Lawmakers had been called back for a special session this week by Republican Gov. Henry McMaster to continue work on Senate Bill 474, known as the “Fetal Heartbeat and Protection from Abortion Act,” which bans most abortions after early cardiac activity can be detected in a fetus or embryo, which can commonly be detected as early as six weeks into pregnancy, before many women know they are pregnant.
The bill will now head to the Republican-controlled state Senate, where lawmakers will consider changes made by the House. The Senate passed the initial version of the bill back in February.
Even if approved by the Senate, it remains to be seen whether the law would survive a court challenge. The state Supreme Court earlier this year struck down a similar six-week ban over privacy concerns.
But were the new legislation to go into effect, it would mean that the entire US South, with the exception of Virginia, has moved to significantly curtail abortion rights since the US Supreme Court overturned Roe v. Wade last year.

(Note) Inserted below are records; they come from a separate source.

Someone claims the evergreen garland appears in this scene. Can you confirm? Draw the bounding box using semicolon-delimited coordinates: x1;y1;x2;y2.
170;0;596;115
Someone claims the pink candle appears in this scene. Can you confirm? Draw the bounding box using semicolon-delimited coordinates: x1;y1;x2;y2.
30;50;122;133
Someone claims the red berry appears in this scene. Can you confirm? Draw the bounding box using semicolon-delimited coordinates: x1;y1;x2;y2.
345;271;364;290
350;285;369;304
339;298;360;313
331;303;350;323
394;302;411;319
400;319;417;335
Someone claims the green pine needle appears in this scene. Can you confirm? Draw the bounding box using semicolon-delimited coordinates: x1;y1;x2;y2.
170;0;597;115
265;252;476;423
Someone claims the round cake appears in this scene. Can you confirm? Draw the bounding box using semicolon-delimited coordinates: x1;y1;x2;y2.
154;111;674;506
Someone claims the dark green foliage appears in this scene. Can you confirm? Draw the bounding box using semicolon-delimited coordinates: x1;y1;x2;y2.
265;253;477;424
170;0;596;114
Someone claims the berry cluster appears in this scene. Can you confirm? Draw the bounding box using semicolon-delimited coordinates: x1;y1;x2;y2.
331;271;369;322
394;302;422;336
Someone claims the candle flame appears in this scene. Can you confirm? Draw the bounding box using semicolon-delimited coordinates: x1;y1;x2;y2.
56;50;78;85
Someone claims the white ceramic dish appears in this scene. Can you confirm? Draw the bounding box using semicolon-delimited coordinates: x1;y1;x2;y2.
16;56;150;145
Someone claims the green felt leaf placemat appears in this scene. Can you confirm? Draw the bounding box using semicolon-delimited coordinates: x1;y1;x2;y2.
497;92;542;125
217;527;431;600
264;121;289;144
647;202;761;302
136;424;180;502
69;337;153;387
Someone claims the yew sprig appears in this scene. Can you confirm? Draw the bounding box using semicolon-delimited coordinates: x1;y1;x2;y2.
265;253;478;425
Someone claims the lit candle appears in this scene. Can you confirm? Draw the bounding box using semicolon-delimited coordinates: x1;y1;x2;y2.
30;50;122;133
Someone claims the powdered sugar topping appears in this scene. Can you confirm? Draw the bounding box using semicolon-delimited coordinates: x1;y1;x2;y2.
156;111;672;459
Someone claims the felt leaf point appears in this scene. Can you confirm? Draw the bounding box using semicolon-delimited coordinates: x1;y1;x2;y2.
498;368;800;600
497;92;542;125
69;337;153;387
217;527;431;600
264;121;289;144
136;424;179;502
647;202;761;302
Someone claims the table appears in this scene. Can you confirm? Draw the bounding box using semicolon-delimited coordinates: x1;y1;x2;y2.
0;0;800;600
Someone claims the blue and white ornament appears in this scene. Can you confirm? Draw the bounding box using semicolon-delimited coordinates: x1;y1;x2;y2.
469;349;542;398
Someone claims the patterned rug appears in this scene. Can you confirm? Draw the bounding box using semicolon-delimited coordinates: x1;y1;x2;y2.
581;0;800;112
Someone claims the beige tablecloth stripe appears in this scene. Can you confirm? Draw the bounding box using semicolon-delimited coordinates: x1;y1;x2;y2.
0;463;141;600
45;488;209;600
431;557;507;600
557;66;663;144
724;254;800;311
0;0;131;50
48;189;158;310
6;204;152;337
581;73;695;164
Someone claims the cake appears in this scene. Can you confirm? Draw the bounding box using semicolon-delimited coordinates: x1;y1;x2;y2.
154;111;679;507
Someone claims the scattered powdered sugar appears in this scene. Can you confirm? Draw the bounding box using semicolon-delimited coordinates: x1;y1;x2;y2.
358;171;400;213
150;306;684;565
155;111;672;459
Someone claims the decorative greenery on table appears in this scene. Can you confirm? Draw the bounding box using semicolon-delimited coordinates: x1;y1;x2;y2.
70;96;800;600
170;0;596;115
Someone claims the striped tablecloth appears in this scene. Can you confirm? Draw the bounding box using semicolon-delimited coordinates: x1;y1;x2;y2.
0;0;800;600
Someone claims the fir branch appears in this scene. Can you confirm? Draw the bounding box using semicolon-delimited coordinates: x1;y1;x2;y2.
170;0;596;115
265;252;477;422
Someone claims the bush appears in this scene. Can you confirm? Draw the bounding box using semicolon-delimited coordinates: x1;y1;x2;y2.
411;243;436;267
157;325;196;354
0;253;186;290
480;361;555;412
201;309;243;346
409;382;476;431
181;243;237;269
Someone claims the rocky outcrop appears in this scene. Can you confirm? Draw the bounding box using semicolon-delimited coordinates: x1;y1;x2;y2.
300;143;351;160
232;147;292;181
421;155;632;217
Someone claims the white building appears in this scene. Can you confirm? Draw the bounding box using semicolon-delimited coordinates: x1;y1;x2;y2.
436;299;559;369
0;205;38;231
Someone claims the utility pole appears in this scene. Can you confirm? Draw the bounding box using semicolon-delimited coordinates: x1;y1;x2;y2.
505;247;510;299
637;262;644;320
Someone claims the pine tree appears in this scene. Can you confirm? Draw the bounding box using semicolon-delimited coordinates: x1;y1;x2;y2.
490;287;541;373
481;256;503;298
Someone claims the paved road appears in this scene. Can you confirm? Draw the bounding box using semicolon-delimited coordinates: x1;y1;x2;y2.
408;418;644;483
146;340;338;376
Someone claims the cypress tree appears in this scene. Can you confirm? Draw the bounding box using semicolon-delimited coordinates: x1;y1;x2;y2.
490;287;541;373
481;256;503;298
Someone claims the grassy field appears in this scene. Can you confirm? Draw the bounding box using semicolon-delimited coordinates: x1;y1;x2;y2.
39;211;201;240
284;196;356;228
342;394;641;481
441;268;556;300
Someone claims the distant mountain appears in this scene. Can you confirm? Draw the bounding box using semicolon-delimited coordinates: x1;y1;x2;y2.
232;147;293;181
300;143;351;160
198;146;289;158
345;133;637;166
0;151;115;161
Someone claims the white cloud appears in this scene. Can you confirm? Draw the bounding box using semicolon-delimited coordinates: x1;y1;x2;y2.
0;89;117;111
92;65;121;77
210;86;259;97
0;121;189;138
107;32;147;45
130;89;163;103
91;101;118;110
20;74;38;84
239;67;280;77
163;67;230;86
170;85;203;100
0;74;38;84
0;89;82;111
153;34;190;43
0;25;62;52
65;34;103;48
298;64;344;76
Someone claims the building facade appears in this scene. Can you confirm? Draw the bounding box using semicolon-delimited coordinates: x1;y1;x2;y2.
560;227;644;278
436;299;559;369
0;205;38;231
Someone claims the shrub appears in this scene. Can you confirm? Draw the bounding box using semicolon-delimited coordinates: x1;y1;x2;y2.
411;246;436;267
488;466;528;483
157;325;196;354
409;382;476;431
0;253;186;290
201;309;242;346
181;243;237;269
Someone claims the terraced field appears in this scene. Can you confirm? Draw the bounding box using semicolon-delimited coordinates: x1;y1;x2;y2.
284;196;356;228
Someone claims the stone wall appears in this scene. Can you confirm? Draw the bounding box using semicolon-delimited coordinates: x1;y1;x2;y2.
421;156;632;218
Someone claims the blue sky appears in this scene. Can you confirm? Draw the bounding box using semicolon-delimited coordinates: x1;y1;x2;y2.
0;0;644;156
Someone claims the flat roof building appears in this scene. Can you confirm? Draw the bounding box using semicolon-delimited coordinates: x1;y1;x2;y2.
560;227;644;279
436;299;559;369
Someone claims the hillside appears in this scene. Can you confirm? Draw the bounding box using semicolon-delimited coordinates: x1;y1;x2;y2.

The state House voted 82-33 to advance the amended bill, with two Democrats joining Republicans in the chamber, but not before debate on the legislation dragged on for hours over multiple days.
Democratic lawmakers had filed more than 1,000 amendments to the legislation and vowed to make fellow legislators consider all of them, while Republicans said they would stay to work on the bill for as long as it took.
“We have no intention of pulling any amendments. We are going to make it hurt if they are going to force this on us,” Democratic state Rep. Beth Bernstein said.
Asked by CNN’s Jake Tapper on Wednesday whether the Democrats were “delaying the inevitable” passage of the measure, Bernstein conceded that “unfortunately” they were but that they also sought to raise awareness around it.
“[T]he reason these amendments are being filed is so we can have that voice and so people can understand what we’re doing at the statehouse is we’re effectively banning abortion,” Bernstein said on “The Lead.”
South Carolina passed a similar 6-week abortion ban in 2021, but the state Supreme Court struck it down earlier this year, concluding that the state constitution’s privacy protections require limits on the procedure to allow women sufficient time to end a pregnancy.
Recent efforts to pass further restrictions on abortion also faltered in April when the state Senate failed to pass the “Human Life Protection Act,” which would have banned most abortions in the state, in a 22-21 vote with five women voting against it – including three Republicans. The bill had previously passed in the state House and included exceptions for incidents of rape or incest.
Consideration on South Carolina’s latest abortion bill came as lawmakers in neighboring North Carolina moved on Tuesday to ban most abortions after 12 weeks after the state’s Republican-led General Assembly overrode a veto by Democratic Gov. Roy Cooper.
This headline and story have been updated with additional developments.